Skandal Kredit Rumah Subsidi FLPP 2024–2025 di OKU Timur, Kejari Sita 163 Dokumen dari Bank Sumsel Babel
OKU TIMUR, SRIWIJAYATERKINI.CO – Dugaan korupsi FLPP OKU Timur memasuki babak baru setelah penyidik Kejaksaan Negeri OKU Timur melakukan penggeledahan di Kantor PT Bank Sumsel Babel Cabang Pembantu Martapura, Selasa (3/3/2026).
Table Of Content
Penggeledahan tersebut dilakukan sebagai bagian dari proses penyidikan dugaan tindak pidana korupsi dalam program Fasilitas Likuiditas Pembiayaan Perumahan (FLPP) Tahun 2024–2025 di Kabupaten OKU Timur.
Program FLPP sendiri merupakan skema pembiayaan rumah subsidi yang ditujukan bagi masyarakat berpenghasilan rendah (MBR).
Tim penyidik mulai melakukan penggeledahan sejak pukul 15.00 WIB hingga sekitar pukul 21.00 WIB. Langkah hukum ini diambil untuk mengumpulkan serta mengamankan sejumlah dokumen penting yang berkaitan dengan penyaluran kredit perumahan subsidi di wilayah tersebut.
Dasar Hukum Penggeledahan
Tindakan penggeledahan dilakukan berdasarkan Surat Perintah Penggeledahan Kepala Kejaksaan Negeri OKU Timur Nomor: Print-01/L.6.21/Fd.2/02/2026 tertanggal 12 Februari 2026. Selain itu, penyidik juga telah mengantongi penetapan resmi dari Pengadilan Negeri Baturaja Nomor: 48/PenPid.B-GLD/2026/PN BTA tertanggal 23 Februari 2026.

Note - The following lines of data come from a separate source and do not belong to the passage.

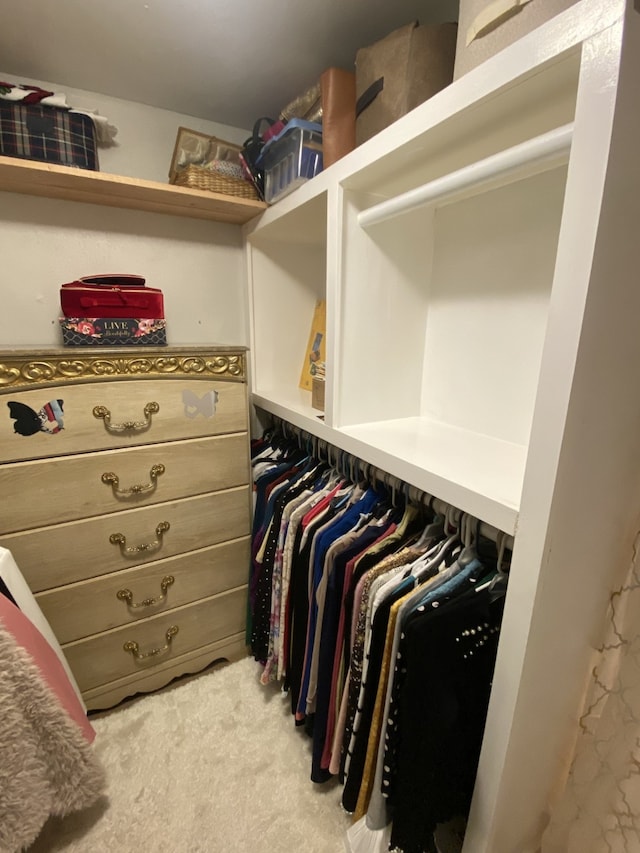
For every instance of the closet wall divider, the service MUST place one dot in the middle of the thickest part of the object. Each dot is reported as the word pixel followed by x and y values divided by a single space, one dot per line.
pixel 484 349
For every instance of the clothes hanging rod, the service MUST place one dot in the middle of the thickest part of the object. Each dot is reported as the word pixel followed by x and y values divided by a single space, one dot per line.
pixel 537 151
pixel 371 472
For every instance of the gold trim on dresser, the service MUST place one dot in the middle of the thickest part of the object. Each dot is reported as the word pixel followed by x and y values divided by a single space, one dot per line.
pixel 133 550
pixel 134 648
pixel 111 479
pixel 134 426
pixel 127 595
pixel 17 371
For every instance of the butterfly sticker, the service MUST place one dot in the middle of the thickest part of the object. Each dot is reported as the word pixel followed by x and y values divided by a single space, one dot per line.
pixel 194 405
pixel 28 422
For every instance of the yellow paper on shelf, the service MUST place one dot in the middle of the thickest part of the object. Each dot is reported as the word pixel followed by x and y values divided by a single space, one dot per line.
pixel 315 352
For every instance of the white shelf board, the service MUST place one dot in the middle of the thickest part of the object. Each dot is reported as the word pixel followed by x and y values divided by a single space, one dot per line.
pixel 293 406
pixel 478 474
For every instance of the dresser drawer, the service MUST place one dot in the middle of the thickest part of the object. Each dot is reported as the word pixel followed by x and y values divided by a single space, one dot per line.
pixel 102 658
pixel 57 490
pixel 88 607
pixel 176 408
pixel 64 553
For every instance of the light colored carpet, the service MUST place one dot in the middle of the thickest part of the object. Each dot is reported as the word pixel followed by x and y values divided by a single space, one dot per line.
pixel 212 764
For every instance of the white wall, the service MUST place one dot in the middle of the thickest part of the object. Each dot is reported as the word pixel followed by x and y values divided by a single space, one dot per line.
pixel 44 242
pixel 146 135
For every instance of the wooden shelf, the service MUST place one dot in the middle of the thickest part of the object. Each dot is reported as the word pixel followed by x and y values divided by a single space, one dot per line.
pixel 63 182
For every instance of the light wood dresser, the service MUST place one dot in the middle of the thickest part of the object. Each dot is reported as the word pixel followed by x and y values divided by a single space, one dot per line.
pixel 126 505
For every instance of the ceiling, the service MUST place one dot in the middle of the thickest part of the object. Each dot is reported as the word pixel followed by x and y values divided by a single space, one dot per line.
pixel 229 61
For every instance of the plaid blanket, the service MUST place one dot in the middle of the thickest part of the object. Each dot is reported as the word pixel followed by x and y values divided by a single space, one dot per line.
pixel 49 134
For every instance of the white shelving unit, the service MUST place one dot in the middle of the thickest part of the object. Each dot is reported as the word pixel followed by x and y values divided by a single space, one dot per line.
pixel 478 261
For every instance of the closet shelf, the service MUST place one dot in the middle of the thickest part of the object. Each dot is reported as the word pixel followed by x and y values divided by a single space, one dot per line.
pixel 64 182
pixel 542 152
pixel 479 474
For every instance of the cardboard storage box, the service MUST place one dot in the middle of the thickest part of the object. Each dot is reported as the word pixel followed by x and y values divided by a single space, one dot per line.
pixel 399 72
pixel 108 331
pixel 487 26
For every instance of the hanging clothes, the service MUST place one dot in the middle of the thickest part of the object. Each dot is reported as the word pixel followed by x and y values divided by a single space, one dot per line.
pixel 366 607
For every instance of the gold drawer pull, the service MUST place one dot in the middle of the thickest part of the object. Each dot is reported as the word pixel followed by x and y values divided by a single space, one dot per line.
pixel 134 648
pixel 137 426
pixel 111 479
pixel 121 540
pixel 127 595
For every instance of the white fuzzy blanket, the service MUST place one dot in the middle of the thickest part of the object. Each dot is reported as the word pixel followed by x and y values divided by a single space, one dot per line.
pixel 47 767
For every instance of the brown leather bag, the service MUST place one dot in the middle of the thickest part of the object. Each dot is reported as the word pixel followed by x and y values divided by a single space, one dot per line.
pixel 338 91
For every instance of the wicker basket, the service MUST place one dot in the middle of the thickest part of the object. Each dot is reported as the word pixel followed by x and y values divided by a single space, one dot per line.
pixel 198 178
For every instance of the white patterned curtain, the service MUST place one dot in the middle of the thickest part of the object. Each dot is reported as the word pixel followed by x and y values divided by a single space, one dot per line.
pixel 599 810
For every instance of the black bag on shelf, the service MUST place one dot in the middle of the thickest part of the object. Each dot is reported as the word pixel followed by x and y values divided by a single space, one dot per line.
pixel 251 151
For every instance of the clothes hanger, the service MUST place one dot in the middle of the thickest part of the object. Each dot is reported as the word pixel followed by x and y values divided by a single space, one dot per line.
pixel 497 582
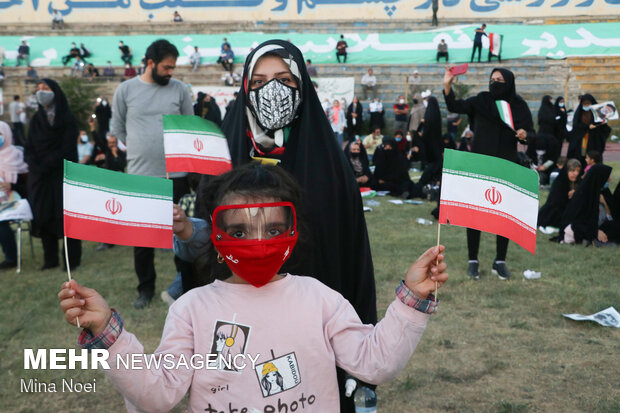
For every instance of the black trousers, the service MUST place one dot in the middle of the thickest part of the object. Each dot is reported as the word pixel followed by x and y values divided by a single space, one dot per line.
pixel 50 250
pixel 473 51
pixel 144 257
pixel 473 245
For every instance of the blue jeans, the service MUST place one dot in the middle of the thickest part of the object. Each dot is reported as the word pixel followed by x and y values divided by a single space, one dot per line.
pixel 7 241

Dengan adanya surat perintah dan penetapan pengadilan tersebut, proses penggeledahan dinyatakan sah secara hukum dan merupakan bagian dari tahapan penyidikan yang sedang berjalan.
Langkah ini menegaskan keseriusan aparat penegak hukum dalam mengusut dugaan penyimpangan penyaluran kredit rumah subsidi yang bersumber dari program FLPP.
163 Dokumen Penting Disita
Dari hasil penggeledahan, tim penyidik berhasil menyita sebanyak 163 dokumen penting. Dokumen tersebut meliputi berkas jaminan kredit debitur, Sertifikat Hak Milik (SHM), Sertifikat Hak Guna Bangunan (SHGB), dokumen hak tanggungan, serta berkas terkait peningkatan dan pemecahan sertifikat.